Владимир Николаевич (30.07.2018), Кеин (30.07.2018)

----------


## Владимир Николаевич

> Скорее всего там опять таки имя собственное, на Пали - Pema
> *В сингальском в ходу оба варианта и "пема" и "премайа"*, не скажу правда какой чаще
> на вашей картинке написан палийский вариант pēmasiri


Бханте, меня именно вот это интересовало: возможность  употребления и значение в сингальском языке слова "пема" при том что там имеется произношение "према".
Этот интерес к употреблению в сингальском языке "пема"(особенно в именах собственных и названиях) в данном случае у меня был связан с рядом топонимов Гималайского региона, а предки сингалов когда-то мигрировали откуда-то с северных частей Индии.

Большое Спасибо! за ответы.

----------


## Юй Кан

С переводом этим двух терминов всё становится яснее/понятнее.
Пал. _пема_ (в общем случае) -- _love or affection_. Стало быть, это любовь, сопряжённая с привязанностью, если не страстью.
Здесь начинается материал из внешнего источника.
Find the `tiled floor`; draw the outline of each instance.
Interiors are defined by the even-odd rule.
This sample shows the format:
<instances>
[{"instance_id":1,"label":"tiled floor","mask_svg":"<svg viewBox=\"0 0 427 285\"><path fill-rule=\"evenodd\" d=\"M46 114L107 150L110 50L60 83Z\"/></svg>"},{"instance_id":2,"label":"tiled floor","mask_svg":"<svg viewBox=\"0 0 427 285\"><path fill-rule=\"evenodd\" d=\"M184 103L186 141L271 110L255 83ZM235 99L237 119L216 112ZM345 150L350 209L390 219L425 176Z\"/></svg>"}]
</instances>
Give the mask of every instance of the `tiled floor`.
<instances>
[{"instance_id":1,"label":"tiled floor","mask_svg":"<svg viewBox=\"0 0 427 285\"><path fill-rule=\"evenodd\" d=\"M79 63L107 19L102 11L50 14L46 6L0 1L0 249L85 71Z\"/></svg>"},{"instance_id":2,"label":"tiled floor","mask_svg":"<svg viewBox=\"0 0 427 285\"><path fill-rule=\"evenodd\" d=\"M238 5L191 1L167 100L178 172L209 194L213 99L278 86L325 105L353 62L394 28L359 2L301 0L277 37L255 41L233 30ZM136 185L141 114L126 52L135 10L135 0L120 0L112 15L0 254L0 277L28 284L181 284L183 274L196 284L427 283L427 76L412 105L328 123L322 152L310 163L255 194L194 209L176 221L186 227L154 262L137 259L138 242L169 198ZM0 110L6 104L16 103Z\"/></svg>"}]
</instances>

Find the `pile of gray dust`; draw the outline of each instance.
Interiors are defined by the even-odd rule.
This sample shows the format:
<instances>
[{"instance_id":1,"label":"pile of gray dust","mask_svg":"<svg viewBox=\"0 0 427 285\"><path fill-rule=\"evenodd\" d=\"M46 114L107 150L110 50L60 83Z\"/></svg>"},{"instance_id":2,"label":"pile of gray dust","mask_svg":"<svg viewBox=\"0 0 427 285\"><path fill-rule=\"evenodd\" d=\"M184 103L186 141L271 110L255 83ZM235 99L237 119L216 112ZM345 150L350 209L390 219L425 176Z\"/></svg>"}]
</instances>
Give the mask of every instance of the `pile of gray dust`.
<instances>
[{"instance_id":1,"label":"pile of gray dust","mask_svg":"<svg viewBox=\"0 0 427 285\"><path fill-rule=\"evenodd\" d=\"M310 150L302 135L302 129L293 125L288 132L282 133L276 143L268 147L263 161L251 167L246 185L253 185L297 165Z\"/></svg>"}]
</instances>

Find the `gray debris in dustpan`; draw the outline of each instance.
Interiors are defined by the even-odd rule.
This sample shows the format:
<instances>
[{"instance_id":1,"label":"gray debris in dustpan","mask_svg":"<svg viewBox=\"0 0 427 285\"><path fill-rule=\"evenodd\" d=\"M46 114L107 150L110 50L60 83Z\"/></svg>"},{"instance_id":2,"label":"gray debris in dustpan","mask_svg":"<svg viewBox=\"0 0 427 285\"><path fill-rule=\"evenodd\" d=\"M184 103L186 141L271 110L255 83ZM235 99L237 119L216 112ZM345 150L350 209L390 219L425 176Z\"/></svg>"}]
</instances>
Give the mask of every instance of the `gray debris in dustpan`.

В общем, так любить всех невозможно. : )
Пал. _метта_ -- _mettaŋ karoti (loc.) to be friendly or sympathize with_. Это дружелюбие, доброжелательность: по отношению ко всем чувствующим....

Ну а с сингальским -- если в будд. контексте -- д.б. аналогично.

----------


## Владимир Николаевич

Возможно, кто обладает информацией ещё и по таким вопросам:

Есть ли на Шри Ланке топонимы(гора, местность, населённый пункт, вихара,...) носящие название Pemasiri  ?
Встречается ли у шри-ланкийских тамилов имя собственное  Pemasiri \Premasiri\ Premaśrī(или только у сингалов)?

(на полях: хотелось бы заметить, что в теме речь не prema, и даже не о śrī+prema , а именно о prema + śrī (если вдруг заметка покажется непонятной, просьба обратить более пристальное внимание выше на сообщение #4  от уважаемого Vladiimir ))

----------